Archive for the 'Admin and General' Category

Ice Cream with Raspberry Pi for Remote System Connectivity

Posted by Michael Posner on 15th February 2014

Engineering departments can no longer afford the luxury of all team members being located in the same office. The term global localization is used to describe how a team is split up over multiple geographies but must function as one unified entity. This is not only true for the personnel but also for the tools they use including FPGA-based prototyping hardware. While every software engineering in the world wishes for a high performance prototype directly on their desk typically logistically and financially this is not possible. FPGA-based prototyping systems must support this capability to ensure they can be accessed from anywhere around the world.

The HAPS series of FPGA-based prototyping systems support remote access via the HAPS Universal Multi-Resource Bus, or HAPS UMRBus for short.

The HAPS UMRBus enables the users to remotely access the HAPS system, configure it, monitor it and basically love it from a distance.

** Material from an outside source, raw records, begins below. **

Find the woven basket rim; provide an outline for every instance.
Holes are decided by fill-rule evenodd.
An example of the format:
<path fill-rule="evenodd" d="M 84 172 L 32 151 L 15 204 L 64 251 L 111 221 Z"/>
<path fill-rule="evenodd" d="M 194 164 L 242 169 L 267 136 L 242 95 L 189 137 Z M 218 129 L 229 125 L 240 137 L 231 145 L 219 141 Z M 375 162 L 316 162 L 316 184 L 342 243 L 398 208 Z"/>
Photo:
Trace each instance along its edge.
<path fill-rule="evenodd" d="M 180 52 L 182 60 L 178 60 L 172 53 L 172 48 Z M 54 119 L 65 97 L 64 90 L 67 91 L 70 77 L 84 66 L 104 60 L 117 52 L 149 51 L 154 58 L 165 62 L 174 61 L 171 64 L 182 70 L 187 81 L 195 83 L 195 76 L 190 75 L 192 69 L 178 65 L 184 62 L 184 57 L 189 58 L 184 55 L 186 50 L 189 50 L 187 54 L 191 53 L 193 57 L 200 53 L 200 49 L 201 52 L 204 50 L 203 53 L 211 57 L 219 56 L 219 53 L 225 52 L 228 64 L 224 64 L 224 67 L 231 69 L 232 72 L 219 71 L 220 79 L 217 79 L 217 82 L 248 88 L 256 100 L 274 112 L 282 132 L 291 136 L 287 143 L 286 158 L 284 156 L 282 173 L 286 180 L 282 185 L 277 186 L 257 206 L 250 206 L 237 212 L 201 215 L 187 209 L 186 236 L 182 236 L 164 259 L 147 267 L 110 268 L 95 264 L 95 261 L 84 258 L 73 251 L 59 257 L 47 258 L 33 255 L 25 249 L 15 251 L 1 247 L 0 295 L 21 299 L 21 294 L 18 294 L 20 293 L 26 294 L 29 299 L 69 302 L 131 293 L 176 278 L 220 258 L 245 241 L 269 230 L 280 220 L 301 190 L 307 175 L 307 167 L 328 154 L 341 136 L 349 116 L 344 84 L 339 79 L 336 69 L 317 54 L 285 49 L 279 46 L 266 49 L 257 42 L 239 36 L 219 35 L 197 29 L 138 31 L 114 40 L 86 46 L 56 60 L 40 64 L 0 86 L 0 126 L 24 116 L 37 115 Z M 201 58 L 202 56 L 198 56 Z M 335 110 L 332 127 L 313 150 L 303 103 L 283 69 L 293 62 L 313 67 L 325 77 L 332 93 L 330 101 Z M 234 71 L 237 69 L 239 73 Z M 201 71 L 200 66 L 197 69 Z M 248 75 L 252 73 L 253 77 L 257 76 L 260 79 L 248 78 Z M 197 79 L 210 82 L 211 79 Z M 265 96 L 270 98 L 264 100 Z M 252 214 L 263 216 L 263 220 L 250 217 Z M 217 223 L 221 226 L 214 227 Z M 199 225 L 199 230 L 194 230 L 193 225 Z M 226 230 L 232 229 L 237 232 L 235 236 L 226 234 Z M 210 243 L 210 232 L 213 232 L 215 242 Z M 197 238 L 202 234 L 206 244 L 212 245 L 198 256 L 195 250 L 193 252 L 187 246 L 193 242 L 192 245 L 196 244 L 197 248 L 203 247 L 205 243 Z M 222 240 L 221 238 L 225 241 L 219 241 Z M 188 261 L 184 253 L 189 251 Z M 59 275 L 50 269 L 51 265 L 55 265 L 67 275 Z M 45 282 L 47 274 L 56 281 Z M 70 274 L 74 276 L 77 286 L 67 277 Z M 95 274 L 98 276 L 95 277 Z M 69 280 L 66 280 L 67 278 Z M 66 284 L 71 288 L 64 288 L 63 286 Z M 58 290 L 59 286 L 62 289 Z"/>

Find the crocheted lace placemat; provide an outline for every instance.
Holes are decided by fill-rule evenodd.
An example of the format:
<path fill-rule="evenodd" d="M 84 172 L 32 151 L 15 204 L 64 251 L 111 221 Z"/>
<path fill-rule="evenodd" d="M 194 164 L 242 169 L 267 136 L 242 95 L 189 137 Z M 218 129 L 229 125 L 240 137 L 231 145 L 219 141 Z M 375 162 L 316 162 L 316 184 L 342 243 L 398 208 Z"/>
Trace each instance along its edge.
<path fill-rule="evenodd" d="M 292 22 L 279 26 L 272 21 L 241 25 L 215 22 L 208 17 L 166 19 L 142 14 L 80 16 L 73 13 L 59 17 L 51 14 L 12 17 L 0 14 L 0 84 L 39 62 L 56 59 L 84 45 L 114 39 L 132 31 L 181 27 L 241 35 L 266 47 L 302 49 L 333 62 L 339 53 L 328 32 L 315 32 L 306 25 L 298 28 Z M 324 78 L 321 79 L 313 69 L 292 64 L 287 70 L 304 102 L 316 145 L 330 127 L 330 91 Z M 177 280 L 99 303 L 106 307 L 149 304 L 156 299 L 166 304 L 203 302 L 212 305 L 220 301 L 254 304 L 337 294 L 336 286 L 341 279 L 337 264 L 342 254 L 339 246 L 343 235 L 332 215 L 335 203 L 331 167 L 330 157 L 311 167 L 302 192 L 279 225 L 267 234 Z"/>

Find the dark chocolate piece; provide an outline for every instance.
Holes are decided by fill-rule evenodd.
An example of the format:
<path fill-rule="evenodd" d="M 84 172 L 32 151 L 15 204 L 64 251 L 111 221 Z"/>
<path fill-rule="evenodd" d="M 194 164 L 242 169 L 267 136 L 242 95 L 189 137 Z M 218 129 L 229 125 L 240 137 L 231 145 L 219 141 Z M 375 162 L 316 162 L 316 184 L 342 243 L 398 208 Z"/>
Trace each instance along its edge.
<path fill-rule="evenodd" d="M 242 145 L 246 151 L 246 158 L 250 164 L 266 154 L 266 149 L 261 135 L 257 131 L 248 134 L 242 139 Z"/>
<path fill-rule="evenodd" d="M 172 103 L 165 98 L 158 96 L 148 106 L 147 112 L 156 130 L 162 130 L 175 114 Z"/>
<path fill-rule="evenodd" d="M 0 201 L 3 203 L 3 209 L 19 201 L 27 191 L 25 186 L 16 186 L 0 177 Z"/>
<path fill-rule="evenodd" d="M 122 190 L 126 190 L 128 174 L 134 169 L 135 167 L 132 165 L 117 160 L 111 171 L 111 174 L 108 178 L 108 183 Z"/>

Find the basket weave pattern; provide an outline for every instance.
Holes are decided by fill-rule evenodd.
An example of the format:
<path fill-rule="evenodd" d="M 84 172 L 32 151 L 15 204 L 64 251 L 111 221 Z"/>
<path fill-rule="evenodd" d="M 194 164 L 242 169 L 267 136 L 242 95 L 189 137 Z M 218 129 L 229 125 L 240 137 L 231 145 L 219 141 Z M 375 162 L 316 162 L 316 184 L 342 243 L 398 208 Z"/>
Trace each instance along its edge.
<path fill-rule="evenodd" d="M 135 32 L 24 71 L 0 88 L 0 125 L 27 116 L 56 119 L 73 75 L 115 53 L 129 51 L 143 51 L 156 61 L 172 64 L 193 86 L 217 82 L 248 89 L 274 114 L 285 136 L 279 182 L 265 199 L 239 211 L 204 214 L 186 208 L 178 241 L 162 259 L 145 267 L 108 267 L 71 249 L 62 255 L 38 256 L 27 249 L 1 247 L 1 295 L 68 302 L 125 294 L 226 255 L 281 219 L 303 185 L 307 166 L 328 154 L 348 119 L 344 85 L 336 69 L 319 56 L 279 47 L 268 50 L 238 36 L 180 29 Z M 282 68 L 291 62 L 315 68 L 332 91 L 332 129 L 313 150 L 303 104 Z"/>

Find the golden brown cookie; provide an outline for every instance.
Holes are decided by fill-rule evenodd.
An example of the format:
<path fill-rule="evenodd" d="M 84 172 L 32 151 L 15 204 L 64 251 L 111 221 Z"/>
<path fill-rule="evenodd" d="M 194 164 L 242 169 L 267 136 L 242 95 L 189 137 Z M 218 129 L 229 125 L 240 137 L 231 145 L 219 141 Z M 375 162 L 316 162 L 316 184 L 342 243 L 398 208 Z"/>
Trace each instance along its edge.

The HAPS UMRBus enables much more than just remote access! The HAPS UMRBus enables data streaming to and from the system for test case stimuli or debug, advance use modes such as Hybrid Prototyping and transaction based validation and provides a generic API for user capability extensions. The HAPS UMRBus is able to deliver these additional capabilities because it’s a very high bandwidth, low latency connection from a host machine to the HAPS system.

The HAPS-70 series offers this high performance HAPS UMRBus and an integrated HAPS UMRBus over a lower performance USB 2.0 standard interface. The recommendation is that if you only needed remote connectivity for configuration and monitoring then use the HAPS UMRBus over USB 2.0 interface. If you needed high performance and low latency for Hybrid Prototyping and the other advanced capabilities then utilize the high performance HAPS UMRBus. Great right………………… Enter global localization…..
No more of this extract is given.